Security Advisor
Microsoft's Light January Patch Includes 1 'Critical' Windows Fix
Today's release also includes a bulletin that addresses the Windows 8.1 zero-day flaw that was discovered by Google.
Microsoft released its first security patch of 2015, and it's a relatively small one. This month features only one security bulletin rated "critical" and seven rated "important" to address a total of eight flaws for Microsoft software and services.
The lone critical item (bulletin MS15-002) is a remote code execution (RCE) fix for all supported Windows and Windows Server versions. The privately reported flaw lies in the Telnet network protocol used to facilitate text communications through a virtual console. According to Microsoft, those who have the service could be attacked if a malicious packet was sent to a Windows Server version with the Telnet service enabled. It's important to note that while installed in Windows Server 2003, the Telnet service is disabled by default. As for Windows OS, the service must be manually downloaded and enabled in Windows Vista and later versions.
While the bulletin is designated the highest severity level from Microsoft, those who might be affected are a small group, according to Qualys CTO Wolfgang Kandek. "If you run the Microsoft Telnet Server this is your top vulnerability this month, especially if exposed to the Internet. At Qualys we do not see many people using Telnet in general, so this vulnerability should be fairly sparse," wrote Kandek in an e-mailed statement.
Important Updates
Those who do not use the Telnet service, but are running Windows 8.1 machines, will find bulletin MS15-001 -- an important fix for a zero-day caching flaw -- the top priority today. While the flaw -- which can lead to an elevation of privilege if a specially crafted code is physically installed and deployed from a system -- is minor in scope, this item has come under controversy due to Google's public disclosure of it. The company released information and proof-of-concept code on the flaw despite Microsoft saying a fix would be coming with today's patch.
Microsoft's January patch also includes six additional important items:
- MS15-003: Closely connected to the flaw associated with bulletin MS15-002, this item aims to fix an elevation of privilege hole in all supported versions of Windows OS and Windows Server.
- MS15-004: As with the previous item, this takes care of a privately reported elevation of privilege flaw in Windows.
- MS15-005: This item addresses a security feature bypass in Windows that could occur if firewall configurations for certain services were altered or disabled.
- MS15-006: Fixes an issue in Windows Error Reporting (WER) that could allow a security feature bypass by an attacker and grant them access to memory of running processes.

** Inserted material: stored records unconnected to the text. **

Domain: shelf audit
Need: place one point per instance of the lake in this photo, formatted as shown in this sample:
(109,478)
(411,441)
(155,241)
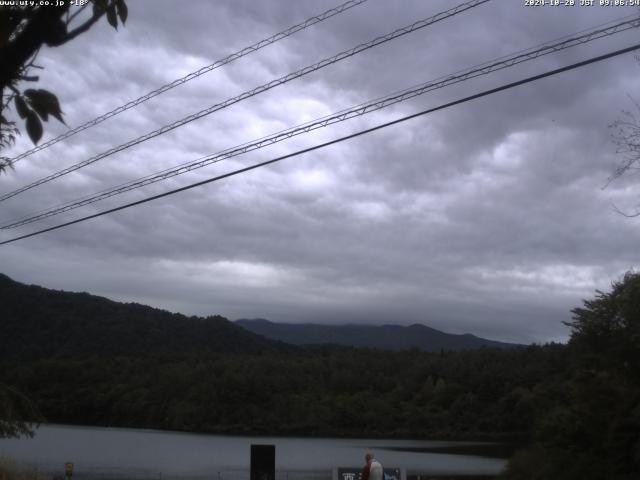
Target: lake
(167,454)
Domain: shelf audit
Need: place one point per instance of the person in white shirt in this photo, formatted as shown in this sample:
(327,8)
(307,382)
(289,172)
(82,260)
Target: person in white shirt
(373,469)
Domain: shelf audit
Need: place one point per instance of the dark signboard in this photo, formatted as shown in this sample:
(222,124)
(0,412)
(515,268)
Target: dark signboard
(263,462)
(354,473)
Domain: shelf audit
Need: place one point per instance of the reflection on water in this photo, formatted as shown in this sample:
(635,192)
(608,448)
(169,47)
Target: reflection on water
(165,454)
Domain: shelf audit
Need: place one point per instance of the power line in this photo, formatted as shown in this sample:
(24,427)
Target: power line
(262,88)
(218,63)
(362,109)
(337,140)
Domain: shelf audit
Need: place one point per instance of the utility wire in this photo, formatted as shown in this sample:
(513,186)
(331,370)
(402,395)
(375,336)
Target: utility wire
(337,140)
(250,93)
(362,109)
(218,63)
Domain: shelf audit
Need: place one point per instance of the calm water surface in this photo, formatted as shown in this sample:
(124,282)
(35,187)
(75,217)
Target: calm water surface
(172,453)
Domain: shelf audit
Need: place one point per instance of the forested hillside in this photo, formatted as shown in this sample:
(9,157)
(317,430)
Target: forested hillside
(40,323)
(577,406)
(387,337)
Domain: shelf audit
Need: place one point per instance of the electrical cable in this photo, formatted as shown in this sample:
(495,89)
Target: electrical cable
(262,88)
(218,63)
(337,140)
(359,110)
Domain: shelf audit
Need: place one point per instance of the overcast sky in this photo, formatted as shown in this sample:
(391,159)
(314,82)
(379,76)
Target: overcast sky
(488,217)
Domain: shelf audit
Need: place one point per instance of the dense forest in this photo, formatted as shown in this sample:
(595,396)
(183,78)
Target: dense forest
(576,406)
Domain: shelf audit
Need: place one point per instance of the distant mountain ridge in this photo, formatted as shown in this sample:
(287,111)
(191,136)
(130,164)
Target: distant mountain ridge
(37,322)
(389,337)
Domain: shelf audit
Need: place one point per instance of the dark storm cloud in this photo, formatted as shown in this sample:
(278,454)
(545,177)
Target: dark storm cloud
(487,217)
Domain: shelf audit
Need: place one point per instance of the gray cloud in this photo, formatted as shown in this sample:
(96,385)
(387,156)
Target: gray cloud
(487,217)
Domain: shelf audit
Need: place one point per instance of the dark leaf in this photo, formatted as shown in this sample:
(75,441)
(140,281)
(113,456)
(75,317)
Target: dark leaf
(99,6)
(123,10)
(34,127)
(111,16)
(45,103)
(21,106)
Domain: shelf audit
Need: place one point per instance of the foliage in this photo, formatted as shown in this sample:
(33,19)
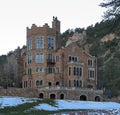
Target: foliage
(113,8)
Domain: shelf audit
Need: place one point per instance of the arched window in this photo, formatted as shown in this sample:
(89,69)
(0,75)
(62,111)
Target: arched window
(83,98)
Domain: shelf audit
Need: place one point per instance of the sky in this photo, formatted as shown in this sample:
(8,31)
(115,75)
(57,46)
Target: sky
(16,15)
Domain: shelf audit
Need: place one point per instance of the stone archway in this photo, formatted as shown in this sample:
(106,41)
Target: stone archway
(83,98)
(61,96)
(97,98)
(41,95)
(52,96)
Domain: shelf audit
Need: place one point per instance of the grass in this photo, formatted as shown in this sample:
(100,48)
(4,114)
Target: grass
(26,108)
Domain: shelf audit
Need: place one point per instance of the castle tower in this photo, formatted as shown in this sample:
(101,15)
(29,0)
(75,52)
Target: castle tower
(56,27)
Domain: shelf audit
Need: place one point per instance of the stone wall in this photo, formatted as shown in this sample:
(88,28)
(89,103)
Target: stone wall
(55,93)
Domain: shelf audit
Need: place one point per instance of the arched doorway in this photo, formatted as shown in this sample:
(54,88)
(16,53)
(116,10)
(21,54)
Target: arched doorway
(61,96)
(52,96)
(41,95)
(83,98)
(97,98)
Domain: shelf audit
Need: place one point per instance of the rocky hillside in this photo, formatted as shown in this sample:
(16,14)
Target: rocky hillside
(104,42)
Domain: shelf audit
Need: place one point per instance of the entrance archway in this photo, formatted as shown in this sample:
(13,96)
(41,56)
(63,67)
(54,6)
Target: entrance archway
(41,95)
(83,97)
(52,96)
(61,96)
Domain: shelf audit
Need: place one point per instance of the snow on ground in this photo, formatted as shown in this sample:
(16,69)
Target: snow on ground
(62,104)
(67,104)
(13,101)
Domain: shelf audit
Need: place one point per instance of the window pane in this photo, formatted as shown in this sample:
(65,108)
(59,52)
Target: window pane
(39,58)
(50,43)
(29,44)
(39,42)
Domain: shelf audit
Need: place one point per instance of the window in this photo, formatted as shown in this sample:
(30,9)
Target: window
(73,58)
(57,69)
(50,43)
(39,69)
(29,71)
(39,82)
(39,42)
(29,58)
(29,44)
(77,71)
(80,85)
(89,62)
(39,58)
(77,83)
(57,58)
(91,73)
(51,70)
(69,71)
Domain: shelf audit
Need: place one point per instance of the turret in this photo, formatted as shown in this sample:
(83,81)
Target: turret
(56,27)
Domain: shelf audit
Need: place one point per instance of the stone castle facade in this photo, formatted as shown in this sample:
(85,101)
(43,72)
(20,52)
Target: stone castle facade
(58,72)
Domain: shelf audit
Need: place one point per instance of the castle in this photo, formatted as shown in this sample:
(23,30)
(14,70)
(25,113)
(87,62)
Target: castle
(58,72)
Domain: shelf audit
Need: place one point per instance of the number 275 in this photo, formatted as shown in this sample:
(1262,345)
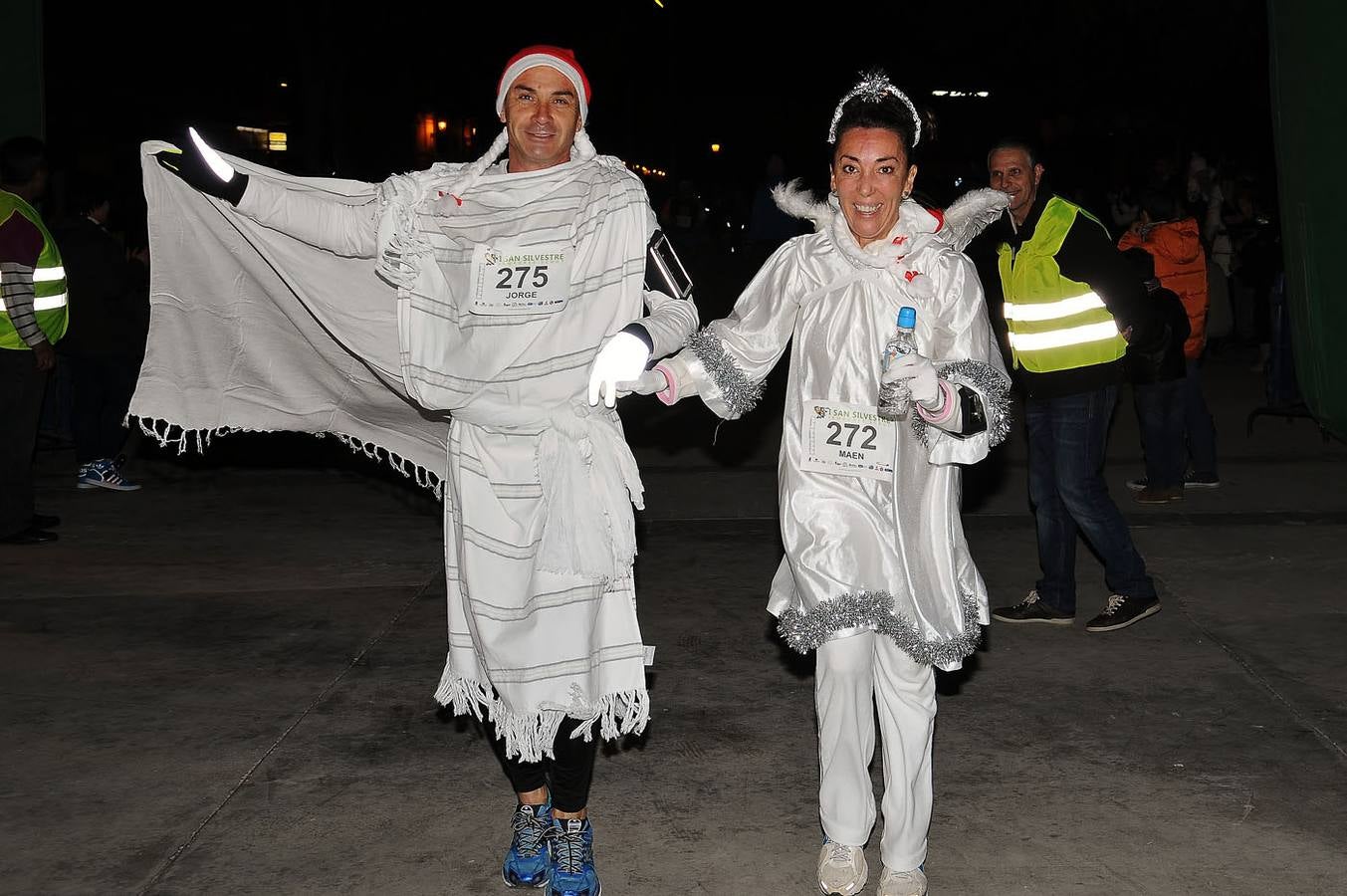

- MS15-007: This denial-of-service fix targets a flaw that could be exploited if malicious username strings were sent to either the Internet Authentication Service (IAS) or Network Policy Server (NPS).
- MS15-008: The final item of the month looks to correct an elevation of privilege hole in the Windows WebDAV kernel-mode driver.
Along with today's bulletins, Microsoft has rereleased bulletin MS14-080, a critical cumulative security update that was released in December. The item is being reissued due to some users who experienced crashes when trying to apply it last month.
Fnally, Security Advisory 2755801 has been updated to include the latest fixes for Adobe Flash Player.